Buna "Harding etkisi" deniyor

Peki Amerikan yönetimi bu gidişata dair ne yapıyor? Birincisi, teknoloji konusunda ger­çekten büyük altyapı yatırımlarına bütçe ayı­rıyor. Bunu başka bir yazımda, Tayvan’ı ele alırken değerlendireceğiz. Diğer önlemi ise elektrikli araç akülerinden, güneş panellerine alüminyumdan, başka birçok madene kadar Çin’den ithal edilen ürünlere küçümsenme­yecek vergiler getirdi. Bunu yaparken mak­sat net. Madem ki bizim pazarda dans ediyor­sunuz o zaman bize daha çok para kazandıra­caksınız. Böyle baktığımızda mantıklı geliyor ama aslında değil. Neden mi? Anlatayım.

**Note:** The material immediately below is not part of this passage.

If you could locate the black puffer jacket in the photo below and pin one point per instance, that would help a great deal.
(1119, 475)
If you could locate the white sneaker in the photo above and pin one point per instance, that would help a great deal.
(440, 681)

Elektrikli araçlarda kullanılan madenler normal araçlardan daha fazla Çin bu maden­lere Amerika’ya göre daha fazla sahip. Çin bu yapılanmayı oturtalı çok oldu. İşçi maliyetleri ve oturmuş düzen en büyük avantajı. Amerika ise hem ham madde kaynağı hem de bu sek­törlere yatırımının netice verme süresi nok­tasında, geride kalma ihtimali büyük. Ameri­kan sanayii eskisi kadar rekabetçi ve atılımcı değil. Üzerine ağırlık çökmüş durumu var.

Yani yaptığınız yatırımlar netice verip, iç piyasanın ihtiyaçlarını karşılayıp Amerikan sanayi ayağa kalkana kadar, bu vergilerin ya­rattığı maliyetler Amerika’da pahalılaşmaya yol açacak. Bu vergiler direk Amerikan halkı­nın sırtına binecek. Alternatif oluşturulama­dığı için halkın bu ürünlere ulaşımı daha da maliyetli hale gelecek.

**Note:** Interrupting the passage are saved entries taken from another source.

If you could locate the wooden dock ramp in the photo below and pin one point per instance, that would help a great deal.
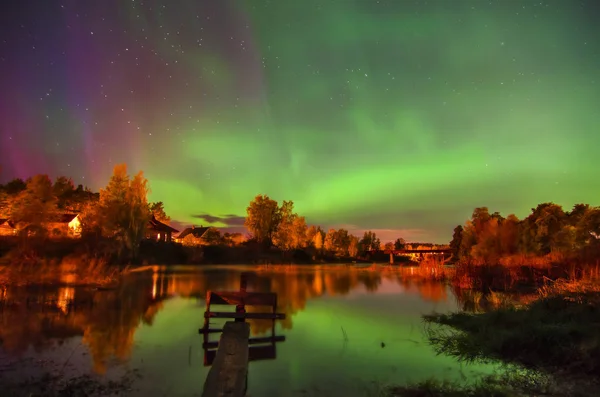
(228, 376)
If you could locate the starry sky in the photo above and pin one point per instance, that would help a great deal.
(398, 116)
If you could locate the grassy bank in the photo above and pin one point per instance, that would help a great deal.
(555, 339)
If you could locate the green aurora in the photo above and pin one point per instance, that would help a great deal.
(396, 116)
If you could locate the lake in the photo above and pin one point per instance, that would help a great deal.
(348, 330)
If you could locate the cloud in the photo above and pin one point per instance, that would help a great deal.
(227, 220)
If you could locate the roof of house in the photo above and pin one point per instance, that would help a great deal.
(197, 232)
(158, 226)
(6, 222)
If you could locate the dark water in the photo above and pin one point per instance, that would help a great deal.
(348, 331)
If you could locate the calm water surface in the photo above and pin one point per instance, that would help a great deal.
(347, 330)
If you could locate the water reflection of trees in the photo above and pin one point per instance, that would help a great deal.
(107, 320)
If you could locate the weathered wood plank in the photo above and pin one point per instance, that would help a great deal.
(251, 341)
(256, 316)
(229, 372)
(243, 298)
(255, 353)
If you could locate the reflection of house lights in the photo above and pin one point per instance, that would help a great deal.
(65, 296)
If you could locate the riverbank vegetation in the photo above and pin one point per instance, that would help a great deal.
(553, 339)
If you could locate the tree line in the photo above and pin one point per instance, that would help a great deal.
(120, 211)
(548, 229)
(277, 225)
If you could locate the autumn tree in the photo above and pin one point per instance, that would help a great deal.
(317, 240)
(124, 209)
(212, 236)
(262, 218)
(283, 237)
(353, 247)
(34, 206)
(456, 242)
(370, 241)
(399, 244)
(329, 241)
(158, 210)
(509, 235)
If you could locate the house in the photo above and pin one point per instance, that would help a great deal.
(159, 231)
(64, 225)
(193, 236)
(7, 228)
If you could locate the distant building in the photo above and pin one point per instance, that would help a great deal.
(61, 225)
(159, 231)
(193, 236)
(7, 228)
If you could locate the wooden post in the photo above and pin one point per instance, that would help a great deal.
(228, 376)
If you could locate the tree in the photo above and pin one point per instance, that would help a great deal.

Buna “Harding etkisi” diyorlar. Nedir bu etki, nerden geliyor hatırlatayım. 1990’ların başlarında ABD’de iki büyük buz pateni spor­cusu var. Biri Nancy Kerrigan, diğeri Ton­ya Harding. Harding çok iyi, başarılı ve ünlü ama yeni gelen Kerrigan’la baş edemez halde. Kerrigan, gerçekten parlayan yıldız. Büyük müsabaka öncesi, ne hikmetse, Nancy Ker­rigan’a saldırı oluyor ve ayağından büyük bir yara alıyor. Kısa bir süre sonra şansı da yaver gidince, Kerrigan iyileşiyor ve ilk büyük tur­nuvada ikinci oluyor. Ama ne ikincilik. Her­kesin sempatisi onun üzerinde.

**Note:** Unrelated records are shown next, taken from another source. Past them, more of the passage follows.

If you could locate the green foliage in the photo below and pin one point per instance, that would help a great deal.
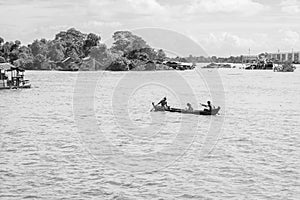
(2, 60)
(119, 64)
(72, 47)
(126, 42)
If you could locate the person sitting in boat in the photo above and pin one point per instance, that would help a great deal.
(163, 103)
(189, 107)
(208, 106)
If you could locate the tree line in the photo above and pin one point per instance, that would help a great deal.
(127, 51)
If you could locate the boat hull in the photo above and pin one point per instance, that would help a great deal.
(194, 112)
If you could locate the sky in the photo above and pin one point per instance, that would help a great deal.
(219, 27)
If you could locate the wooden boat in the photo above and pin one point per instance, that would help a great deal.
(286, 67)
(179, 110)
(15, 80)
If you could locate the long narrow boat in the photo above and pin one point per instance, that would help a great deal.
(179, 110)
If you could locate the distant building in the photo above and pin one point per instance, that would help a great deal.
(285, 56)
(249, 58)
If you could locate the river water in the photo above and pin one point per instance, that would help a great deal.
(90, 135)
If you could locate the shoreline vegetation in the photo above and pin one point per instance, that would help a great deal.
(73, 50)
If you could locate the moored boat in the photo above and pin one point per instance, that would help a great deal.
(16, 78)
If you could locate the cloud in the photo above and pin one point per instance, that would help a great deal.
(290, 6)
(290, 37)
(246, 7)
(226, 43)
(125, 9)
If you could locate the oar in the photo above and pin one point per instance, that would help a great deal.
(153, 107)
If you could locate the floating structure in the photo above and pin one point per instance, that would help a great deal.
(214, 111)
(179, 65)
(286, 67)
(260, 65)
(217, 65)
(12, 77)
(293, 57)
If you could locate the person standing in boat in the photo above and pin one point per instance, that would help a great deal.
(189, 107)
(208, 106)
(163, 103)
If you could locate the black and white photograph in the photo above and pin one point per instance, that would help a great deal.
(149, 99)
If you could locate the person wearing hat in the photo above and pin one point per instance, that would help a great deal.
(207, 106)
(189, 107)
(163, 103)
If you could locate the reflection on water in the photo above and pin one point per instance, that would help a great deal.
(43, 154)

Herkes artık mağdur olan Nancy Kerrigan hayranı. Çünkü kısa bir süre sonra bu saldırıyı yapanın Ton­ya Harding’in eski kocasının koruması oldu­ğu anlaşılıyor. Davalar üst üste geliyor. “O bü­yük patenci Harding, yenemeyeceğini bildiği için rakibini ortadan kaldırmak istedi” algı­sı artık tüm dünyaya hakim oluyor. Sonraki dönemde saldırıya uğrayan Kerrigan, herke­sin sempatisini kazanmış büyük bir fenomen haline dönüşüyor ve gelsin paralar şöhret ve sevgi. Harding ise hâlâ toplumun düşmanı durumunda, o büyük başarıları hiç kazanma­mışçasına halkın ve dünyanın gözünde reka­bet edemeyeceği için rakibinin ayağını kırdı­ran kişi. Tonya filmi ve Margo Robie sağ ol­sun biraz nefes aldı ama olmadı, bu kanaat artık oturdu.

Bak Tonya'ya, ders al

ABD bu vergilerle Harding sendromunu te­tikliyor. Rakibiyle mücadele etmektense önü­nü kesme yoluna gidiyor. Bu arada zaten İsrail ve Irak meselesi başta olmak üzere dünyada­ki moral liderliğini kaybetti, iki kuruş kaza­nacağım diye Çin’e büyük bir misyon yüklen­mesi için vesile oluyor. ABD’nin bu vergileri öyle ya da böyle ekonomik olarak halkın sır­tına binecek. Kısa zamanda Çin ile elektrikli araçlar konusunda rekabet edebilecek düze­nin kurulması zor. Asıl soru, Amerika elleri ile Çin’i sempati duyulan potansiyel bir dün­ya liderine mi dönüştürüyor? Ne diyelim. Bak Tonya’ya, ders al.